On walking with a limp…

Posted by on Jul 5, 2016 in Blog | 0 comments

The title of today’s post is not figurative. After excessive zeal at the gym, I have landed up with tendonitis. My physio advised some exercises to help settle it, the key of which involved standing on a step and lowering my heal to stretch the tendon – all good until I overdid that and slipped off the step, twisting my ankle in the process. If it hadn’t been so painful, it would have been funny. And painful it was. It was so bad I was convinced I had broken something, but have been assured this is not the case. However, it will be a few weeks before I am back to walking as normal. So I am officially walking with a rather noticeable limp. I am not used to it, but have been learning some things through the process. So here are some of my insights from walking with a limp…

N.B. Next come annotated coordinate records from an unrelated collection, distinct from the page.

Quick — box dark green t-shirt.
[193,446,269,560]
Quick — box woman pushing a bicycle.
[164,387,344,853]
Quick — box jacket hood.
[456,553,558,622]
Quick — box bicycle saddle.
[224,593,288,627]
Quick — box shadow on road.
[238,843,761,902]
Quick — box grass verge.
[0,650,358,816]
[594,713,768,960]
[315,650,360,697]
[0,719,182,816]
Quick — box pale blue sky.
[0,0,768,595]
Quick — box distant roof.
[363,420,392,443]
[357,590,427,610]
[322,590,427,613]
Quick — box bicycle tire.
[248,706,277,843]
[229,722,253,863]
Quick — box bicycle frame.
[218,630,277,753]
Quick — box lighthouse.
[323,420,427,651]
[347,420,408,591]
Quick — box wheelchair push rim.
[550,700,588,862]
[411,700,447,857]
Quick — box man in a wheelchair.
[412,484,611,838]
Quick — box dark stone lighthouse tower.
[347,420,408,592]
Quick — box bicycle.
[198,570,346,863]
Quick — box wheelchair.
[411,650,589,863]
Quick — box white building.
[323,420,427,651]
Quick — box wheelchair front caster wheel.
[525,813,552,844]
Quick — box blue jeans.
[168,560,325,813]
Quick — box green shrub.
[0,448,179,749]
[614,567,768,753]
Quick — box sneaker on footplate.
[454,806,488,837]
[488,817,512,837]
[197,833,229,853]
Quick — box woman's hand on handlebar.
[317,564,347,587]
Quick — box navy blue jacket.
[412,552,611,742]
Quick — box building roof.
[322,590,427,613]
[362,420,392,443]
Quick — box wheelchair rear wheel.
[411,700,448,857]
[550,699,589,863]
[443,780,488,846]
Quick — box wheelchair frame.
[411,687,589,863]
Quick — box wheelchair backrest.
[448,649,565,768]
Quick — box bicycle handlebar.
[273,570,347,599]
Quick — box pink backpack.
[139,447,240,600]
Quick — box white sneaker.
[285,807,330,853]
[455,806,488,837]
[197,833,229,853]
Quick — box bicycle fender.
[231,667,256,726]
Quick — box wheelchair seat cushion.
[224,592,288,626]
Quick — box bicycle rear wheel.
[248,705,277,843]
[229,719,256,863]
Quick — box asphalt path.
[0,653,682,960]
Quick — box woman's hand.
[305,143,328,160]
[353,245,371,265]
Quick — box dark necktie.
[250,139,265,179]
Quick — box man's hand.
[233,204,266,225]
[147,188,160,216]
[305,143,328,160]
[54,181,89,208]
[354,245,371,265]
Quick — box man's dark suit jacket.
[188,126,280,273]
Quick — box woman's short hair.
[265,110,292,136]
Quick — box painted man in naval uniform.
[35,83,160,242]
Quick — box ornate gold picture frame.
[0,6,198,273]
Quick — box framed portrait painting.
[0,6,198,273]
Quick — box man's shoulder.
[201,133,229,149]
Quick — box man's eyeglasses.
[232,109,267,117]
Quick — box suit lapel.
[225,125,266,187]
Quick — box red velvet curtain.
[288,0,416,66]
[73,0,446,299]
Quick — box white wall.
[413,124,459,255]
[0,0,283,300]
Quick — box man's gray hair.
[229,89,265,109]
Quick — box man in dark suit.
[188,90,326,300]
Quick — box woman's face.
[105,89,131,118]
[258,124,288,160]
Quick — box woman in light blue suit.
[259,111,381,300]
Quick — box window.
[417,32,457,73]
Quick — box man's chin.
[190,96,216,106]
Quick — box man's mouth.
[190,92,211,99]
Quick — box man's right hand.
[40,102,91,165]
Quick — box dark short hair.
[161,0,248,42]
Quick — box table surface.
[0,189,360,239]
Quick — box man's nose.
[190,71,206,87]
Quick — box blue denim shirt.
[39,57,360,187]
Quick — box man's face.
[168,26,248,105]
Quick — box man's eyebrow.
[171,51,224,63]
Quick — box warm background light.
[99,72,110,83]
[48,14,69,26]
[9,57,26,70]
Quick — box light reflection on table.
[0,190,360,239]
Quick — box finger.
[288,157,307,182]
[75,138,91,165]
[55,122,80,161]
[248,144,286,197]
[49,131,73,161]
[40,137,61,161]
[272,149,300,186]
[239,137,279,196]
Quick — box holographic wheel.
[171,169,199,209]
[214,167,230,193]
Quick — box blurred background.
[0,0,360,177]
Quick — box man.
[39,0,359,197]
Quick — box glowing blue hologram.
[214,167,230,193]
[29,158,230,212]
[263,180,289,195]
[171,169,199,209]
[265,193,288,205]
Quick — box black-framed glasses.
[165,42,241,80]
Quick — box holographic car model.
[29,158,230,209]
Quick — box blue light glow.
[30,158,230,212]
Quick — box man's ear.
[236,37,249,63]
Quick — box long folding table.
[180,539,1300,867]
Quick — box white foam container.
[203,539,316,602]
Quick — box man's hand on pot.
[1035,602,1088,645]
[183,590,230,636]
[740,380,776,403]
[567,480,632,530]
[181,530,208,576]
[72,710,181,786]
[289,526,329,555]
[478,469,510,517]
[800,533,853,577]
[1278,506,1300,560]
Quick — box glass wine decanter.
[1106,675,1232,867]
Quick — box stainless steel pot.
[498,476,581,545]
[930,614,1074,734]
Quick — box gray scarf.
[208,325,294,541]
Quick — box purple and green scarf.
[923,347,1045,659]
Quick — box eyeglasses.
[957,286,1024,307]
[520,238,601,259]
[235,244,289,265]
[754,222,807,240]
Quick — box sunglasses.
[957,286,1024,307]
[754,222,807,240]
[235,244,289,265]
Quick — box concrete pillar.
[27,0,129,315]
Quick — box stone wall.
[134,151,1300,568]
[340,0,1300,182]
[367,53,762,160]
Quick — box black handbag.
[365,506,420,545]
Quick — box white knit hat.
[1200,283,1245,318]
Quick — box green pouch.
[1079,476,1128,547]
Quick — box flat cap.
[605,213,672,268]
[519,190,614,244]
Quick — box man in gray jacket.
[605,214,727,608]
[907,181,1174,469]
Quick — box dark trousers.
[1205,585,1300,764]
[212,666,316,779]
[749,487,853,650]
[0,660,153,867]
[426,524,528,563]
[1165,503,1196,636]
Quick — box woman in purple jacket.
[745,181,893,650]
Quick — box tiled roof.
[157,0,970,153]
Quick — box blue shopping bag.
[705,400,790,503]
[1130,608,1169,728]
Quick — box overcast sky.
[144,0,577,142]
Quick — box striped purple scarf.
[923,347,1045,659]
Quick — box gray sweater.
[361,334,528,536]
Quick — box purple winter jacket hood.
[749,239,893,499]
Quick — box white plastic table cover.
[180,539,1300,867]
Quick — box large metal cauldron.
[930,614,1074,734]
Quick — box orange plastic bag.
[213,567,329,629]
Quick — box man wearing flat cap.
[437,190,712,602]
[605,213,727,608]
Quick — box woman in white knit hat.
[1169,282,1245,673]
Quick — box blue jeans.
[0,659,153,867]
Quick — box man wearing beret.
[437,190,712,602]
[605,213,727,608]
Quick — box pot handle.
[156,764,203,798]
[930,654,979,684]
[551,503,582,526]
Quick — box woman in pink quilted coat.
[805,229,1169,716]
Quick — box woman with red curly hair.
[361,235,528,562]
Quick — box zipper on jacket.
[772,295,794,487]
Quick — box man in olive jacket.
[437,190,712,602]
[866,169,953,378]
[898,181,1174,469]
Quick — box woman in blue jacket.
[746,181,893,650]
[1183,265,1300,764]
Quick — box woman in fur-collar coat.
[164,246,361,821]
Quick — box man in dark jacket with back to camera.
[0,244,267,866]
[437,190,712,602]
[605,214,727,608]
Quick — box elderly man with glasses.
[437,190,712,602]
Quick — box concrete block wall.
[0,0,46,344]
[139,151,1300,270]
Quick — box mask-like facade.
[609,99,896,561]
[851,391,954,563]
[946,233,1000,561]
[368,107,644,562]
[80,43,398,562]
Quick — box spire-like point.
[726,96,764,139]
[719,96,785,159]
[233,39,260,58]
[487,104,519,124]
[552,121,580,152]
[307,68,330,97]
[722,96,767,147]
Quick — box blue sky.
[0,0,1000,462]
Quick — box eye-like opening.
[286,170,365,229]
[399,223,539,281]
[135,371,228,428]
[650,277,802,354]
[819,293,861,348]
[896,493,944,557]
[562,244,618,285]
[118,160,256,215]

  1. Never take your health for granted. It doesn’t matter what aspect of health it is- when you lose it, you realise how valuable it is.
  2. I have an ever growing respect for those who live with disability, but remain fully engaged in life. It takes more courage than I had realised. As I write I am at a conference in Melbourne. I have had to plan each trip carefully to be sure I can make it. But things don’t always go to plan. The bus from the airport turned out to be a double decker. No problem, except that all the lower deck seats and storage space for luggage were already taken and I had to hobble up the steps hauling my bags behind me. I felt as though I was 103 – it really wasn’t fun. One trip to the conference centre became too much and I abandoned taking an overfull tram and hailed a taxi. All very well – but pretty expensive. Spare a thought for those living on a disability pension. I have no idea how they manage. And I had never previously realised how far trams and buses stop from your destination. A 453metre walk is a useful bit of exercise when all is well, but its no fun when you are being overtaken by snails. What am I saying? After hobbling for a few weeks, I find myself thinking, ‘Can I back out of this appointment? It is just too difficult at the moment.’ Let me say it again. I have a significantly enlarged respect for those who have a disability but continue to remain fully engaged in life. It isn’t easy. I salute them.
  3. I usually walk fast and am focused on getting where I am going. I have no choice but to look around a little more at present. Not my first choice, but its not all bad. I have spotted a host of things I usually wouldn’t have noticed.
  4. Sometimes you just have to accept that you are not going to get through as much as you had intended. Again, really not my first choice, but just the way it is at present, and not everything about it is bad…
  5. It is much easier to say ‘rest your leg and walk as little as possible’ than it is to do in practice.
  6. Even though going to the gym has ended up being hazardous for my health, I am missing it. The more I sit around, the more I want to eat – and I really am not burning up many calories. Sigh…
  7. People treat you a little differently when they see you limping. Some are very kind, but others give the impression that you are no longer worth being taken seriously. It must be pretty depressing if you have to live with that long term… That is my most serious comment, and I hope I am never guilty of doing that to anyone (and I am really sorry if I am…)

Well, as you can see, I’m a horrible patient. Just a twisted ankle and I turn into a tragic! It could be a long few weeks.

And yes, a few people have reminded me of the account of Jacob, who after wrestling with God was left limping. But he was also given a new name (Israel) and started to see life in a different way. A lot of good came from that encounter in Genesis 32. And perhaps my own experience can make me a little gentler and more supportive of those who limp – whatever the cause of their limp may be… That would certainly be a positive outcome.